50 years after the last Apollo flight, NASA plans to fly towards the moon again in April or May. The aim of the Artemis 1 mission is initially to orbit the moon with the unmanned Orion spacecraft. From the mid-2020s, astronauts will fly, land on the moon again and set up a lunar base there.
The program was named Artemis in reference to the Apollo program. Artemis is the moon goddess and twin sister of Apollo in Greek mythology. The Americans have set themselves the goal of putting the first woman on the moon.
Equipped with gauges
Although the Artemis-1 flight will be unmanned, three of the four seats on the Orion spacecraft will be occupied. In addition to a crash test dummy, two plastic dummies, so-called phantoms, sit in the capsule. They are equipped with radiation measuring devices.
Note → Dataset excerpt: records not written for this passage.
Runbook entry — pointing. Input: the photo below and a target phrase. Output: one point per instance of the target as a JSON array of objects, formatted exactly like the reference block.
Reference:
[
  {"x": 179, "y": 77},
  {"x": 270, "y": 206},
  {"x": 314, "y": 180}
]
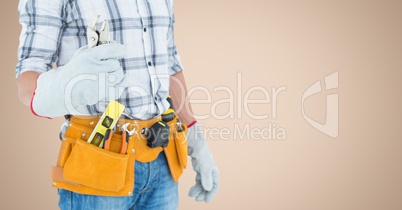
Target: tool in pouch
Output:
[
  {"x": 98, "y": 166},
  {"x": 102, "y": 134}
]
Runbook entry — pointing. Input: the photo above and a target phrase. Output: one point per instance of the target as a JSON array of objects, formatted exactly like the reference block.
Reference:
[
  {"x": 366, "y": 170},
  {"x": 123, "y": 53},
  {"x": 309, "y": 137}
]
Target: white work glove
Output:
[
  {"x": 207, "y": 179},
  {"x": 85, "y": 80}
]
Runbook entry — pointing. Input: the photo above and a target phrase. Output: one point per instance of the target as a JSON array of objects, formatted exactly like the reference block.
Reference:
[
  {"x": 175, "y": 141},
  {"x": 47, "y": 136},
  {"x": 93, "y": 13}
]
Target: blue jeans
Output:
[{"x": 154, "y": 189}]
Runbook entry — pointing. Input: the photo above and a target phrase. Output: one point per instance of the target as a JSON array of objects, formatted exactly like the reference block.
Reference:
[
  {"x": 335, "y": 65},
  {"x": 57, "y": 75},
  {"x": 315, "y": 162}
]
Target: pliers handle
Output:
[{"x": 97, "y": 37}]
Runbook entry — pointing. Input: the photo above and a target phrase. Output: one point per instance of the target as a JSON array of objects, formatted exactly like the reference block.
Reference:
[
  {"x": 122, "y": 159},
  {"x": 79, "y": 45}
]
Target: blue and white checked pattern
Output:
[{"x": 53, "y": 30}]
The scientists want to find out how much space radiation affects the body during a flight to the moon and what protective measures would have to be developed for future missions with astronauts.
Both space agencies and private companies are planning long-term human stays on the Moon and Mars in the coming decades. However, space radiation is a major health problem.
How high is the radiation exposure?
The project management for the phantom experiment entitled MARE (Matroshka AstroRad Radiation Experiment) lies with the German Aerospace Center (DLR) in Cologne. Radiation physicist Thomas Berger explains:
To find out, the researchers send two women's bodies into space. The phantoms are named Helga and Zohar. "If you compare the cancer risk of men and women, it is higher for women, for example due to the higher incidence of breast cancer. Also, we now have more female astronauts who will fly, so it makes perfect sense to have two women go to the moon here send and return," explains Berger.
Cut into 38 slices
The scientist sits at a large laboratory table. In front of him are the phantoms, each cut into 38 slices. The discs have different densities and thus simulate the various human organs.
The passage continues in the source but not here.